Security note: Thank you for the -stdin argument to zcash-cli! The notion of passing keymat in argv makes my skin crawl.

The ultimate result was that my current wallet was always ignorant of my transaction history. That did not matter to me. Whenever I lost access to funds, I simply threw out my wallet, and made a new one starting at a recent height—fast, easy, and I could keep using ZEC! 😺

---

(The foregoing is written partly from memory, and partly from a cursory review of files that I still have laying around. I do not guarantee that no errors crept in from bitflips in my robotic AI the lability of human recollection. I will not take the time to examine all my old files to reconstruct the exact events surrounding a long-fixed bug.)

---

Conclusion

Yes, I am terrifically stubborn; and as I said above, my pain tolerance for using ZEC is almost unbounded.

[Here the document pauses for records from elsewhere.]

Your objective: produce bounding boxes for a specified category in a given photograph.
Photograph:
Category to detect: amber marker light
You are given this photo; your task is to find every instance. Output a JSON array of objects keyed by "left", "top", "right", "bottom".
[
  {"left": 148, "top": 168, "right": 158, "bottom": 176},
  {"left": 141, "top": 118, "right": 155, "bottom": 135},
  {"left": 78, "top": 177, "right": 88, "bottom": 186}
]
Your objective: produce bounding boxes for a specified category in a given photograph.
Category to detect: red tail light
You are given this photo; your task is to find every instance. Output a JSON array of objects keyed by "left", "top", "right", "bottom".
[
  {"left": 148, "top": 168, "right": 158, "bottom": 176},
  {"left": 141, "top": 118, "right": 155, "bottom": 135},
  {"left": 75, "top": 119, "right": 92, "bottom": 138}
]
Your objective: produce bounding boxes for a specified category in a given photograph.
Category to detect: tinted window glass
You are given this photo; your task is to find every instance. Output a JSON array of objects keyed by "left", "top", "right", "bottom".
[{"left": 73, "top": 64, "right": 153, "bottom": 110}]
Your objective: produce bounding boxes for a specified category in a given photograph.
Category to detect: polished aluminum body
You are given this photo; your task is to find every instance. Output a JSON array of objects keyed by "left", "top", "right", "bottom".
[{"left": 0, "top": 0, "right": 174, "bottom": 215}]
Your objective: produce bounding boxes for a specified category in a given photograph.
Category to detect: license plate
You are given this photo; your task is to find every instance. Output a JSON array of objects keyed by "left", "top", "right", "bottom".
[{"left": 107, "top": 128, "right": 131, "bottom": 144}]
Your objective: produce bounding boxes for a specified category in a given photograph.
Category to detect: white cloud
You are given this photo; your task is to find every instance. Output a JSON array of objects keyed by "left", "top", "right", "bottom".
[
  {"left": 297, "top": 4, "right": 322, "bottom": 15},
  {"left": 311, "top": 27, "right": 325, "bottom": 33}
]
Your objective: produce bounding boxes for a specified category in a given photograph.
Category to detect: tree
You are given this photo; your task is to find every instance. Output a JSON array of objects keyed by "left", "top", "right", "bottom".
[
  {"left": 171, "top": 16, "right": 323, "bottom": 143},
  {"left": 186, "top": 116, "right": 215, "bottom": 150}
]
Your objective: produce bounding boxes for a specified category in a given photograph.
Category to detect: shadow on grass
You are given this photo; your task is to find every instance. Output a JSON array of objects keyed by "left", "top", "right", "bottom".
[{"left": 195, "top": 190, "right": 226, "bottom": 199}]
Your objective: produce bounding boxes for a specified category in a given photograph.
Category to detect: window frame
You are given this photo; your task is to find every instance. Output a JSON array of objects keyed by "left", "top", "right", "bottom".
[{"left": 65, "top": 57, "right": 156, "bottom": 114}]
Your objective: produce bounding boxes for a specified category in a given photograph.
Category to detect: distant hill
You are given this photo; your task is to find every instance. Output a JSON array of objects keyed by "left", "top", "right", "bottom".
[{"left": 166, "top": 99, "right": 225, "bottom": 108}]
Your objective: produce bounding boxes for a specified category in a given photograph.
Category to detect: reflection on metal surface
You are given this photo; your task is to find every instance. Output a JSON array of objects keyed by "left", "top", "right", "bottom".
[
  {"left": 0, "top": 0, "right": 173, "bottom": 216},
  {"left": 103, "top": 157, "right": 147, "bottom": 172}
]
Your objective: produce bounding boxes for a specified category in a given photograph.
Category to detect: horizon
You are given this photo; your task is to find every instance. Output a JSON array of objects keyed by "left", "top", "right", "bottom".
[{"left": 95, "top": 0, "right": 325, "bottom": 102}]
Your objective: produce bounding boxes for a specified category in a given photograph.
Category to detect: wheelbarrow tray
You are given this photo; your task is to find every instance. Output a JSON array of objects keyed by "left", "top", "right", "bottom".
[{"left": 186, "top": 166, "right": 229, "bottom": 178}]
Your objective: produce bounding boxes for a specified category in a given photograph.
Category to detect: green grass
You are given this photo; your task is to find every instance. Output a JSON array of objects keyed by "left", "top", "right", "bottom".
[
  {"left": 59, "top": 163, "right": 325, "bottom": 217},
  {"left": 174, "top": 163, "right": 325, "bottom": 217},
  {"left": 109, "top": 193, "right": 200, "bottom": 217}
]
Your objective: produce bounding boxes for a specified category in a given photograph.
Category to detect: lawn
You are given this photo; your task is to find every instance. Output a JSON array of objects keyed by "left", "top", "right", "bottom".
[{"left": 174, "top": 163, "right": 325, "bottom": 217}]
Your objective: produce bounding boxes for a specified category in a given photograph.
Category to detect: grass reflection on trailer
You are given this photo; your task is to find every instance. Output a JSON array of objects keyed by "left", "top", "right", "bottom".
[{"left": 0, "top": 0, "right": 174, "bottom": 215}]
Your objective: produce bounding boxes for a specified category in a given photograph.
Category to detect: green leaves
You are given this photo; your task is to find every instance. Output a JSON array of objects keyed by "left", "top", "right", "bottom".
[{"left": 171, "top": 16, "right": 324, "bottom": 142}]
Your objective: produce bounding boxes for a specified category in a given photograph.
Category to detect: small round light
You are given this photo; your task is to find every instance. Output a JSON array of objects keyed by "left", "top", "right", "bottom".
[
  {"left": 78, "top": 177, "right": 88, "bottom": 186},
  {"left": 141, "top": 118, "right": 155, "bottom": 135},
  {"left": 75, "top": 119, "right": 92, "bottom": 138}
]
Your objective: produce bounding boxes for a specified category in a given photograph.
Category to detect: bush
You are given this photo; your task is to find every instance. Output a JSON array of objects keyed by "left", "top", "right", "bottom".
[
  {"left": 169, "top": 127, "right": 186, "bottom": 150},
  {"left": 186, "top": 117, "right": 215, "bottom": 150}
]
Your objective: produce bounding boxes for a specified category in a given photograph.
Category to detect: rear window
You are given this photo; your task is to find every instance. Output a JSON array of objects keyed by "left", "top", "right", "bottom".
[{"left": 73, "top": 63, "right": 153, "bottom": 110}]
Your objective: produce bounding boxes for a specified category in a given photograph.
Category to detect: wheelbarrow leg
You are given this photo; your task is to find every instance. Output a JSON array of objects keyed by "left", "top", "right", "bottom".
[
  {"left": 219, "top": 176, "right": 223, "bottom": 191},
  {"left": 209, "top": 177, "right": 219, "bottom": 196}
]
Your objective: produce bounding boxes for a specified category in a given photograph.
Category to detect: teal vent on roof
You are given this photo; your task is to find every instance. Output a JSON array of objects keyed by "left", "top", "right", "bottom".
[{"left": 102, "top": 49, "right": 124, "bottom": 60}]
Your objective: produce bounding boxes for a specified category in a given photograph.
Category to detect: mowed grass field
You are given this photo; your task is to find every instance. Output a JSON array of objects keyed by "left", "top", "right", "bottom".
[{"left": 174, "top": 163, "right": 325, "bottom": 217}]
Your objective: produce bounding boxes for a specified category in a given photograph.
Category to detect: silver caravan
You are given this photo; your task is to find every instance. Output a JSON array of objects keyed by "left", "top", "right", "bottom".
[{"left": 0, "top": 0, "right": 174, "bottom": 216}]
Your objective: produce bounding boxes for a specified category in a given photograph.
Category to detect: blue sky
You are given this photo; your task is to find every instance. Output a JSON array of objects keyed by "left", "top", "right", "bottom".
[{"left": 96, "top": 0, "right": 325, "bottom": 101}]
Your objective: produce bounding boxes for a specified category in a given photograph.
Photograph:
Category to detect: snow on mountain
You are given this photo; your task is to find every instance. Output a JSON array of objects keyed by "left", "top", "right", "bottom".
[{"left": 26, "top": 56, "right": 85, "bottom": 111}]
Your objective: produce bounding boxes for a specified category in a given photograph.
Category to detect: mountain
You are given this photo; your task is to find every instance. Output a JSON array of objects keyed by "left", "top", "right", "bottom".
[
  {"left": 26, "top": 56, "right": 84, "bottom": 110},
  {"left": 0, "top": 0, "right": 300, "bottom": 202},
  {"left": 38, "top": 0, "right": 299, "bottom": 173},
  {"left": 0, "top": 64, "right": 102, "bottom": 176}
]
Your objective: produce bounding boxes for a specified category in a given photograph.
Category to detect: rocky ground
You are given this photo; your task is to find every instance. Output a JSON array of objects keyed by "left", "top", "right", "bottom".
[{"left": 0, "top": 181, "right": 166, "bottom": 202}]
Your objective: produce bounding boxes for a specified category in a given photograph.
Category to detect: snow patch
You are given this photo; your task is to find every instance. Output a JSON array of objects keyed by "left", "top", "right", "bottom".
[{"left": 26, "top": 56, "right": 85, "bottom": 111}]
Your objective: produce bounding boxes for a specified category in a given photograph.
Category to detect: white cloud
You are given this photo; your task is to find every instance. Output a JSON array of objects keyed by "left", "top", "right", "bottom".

I vehemently refuse to carry a cattle-tracking location beacon with two-way Orwellian telescreen, a.k.a. a so-called “smartphone”. I use Tor for all of my ordinary day-to-day websurfing, even though it is slow—and even though much of the Web is broken for me, especially because I usually disable Javascript. I started using Zcash on hardware so inadequate that to do a Sprout shielded send, I needed to shut down almost all programs and services except tor and zcashd, and let zcashd hog my whole system for a minimum of 6–8 minutes for a single-JoinSplit transaction.

An insistence on continuing to use Zcash after it almost ate money I couldn’t afford to lose is just “typical nullius”.

I am proud of that. Now that zero-knowledge proofs are starting to take over the world, I can laugh and tell people, “I told you so.”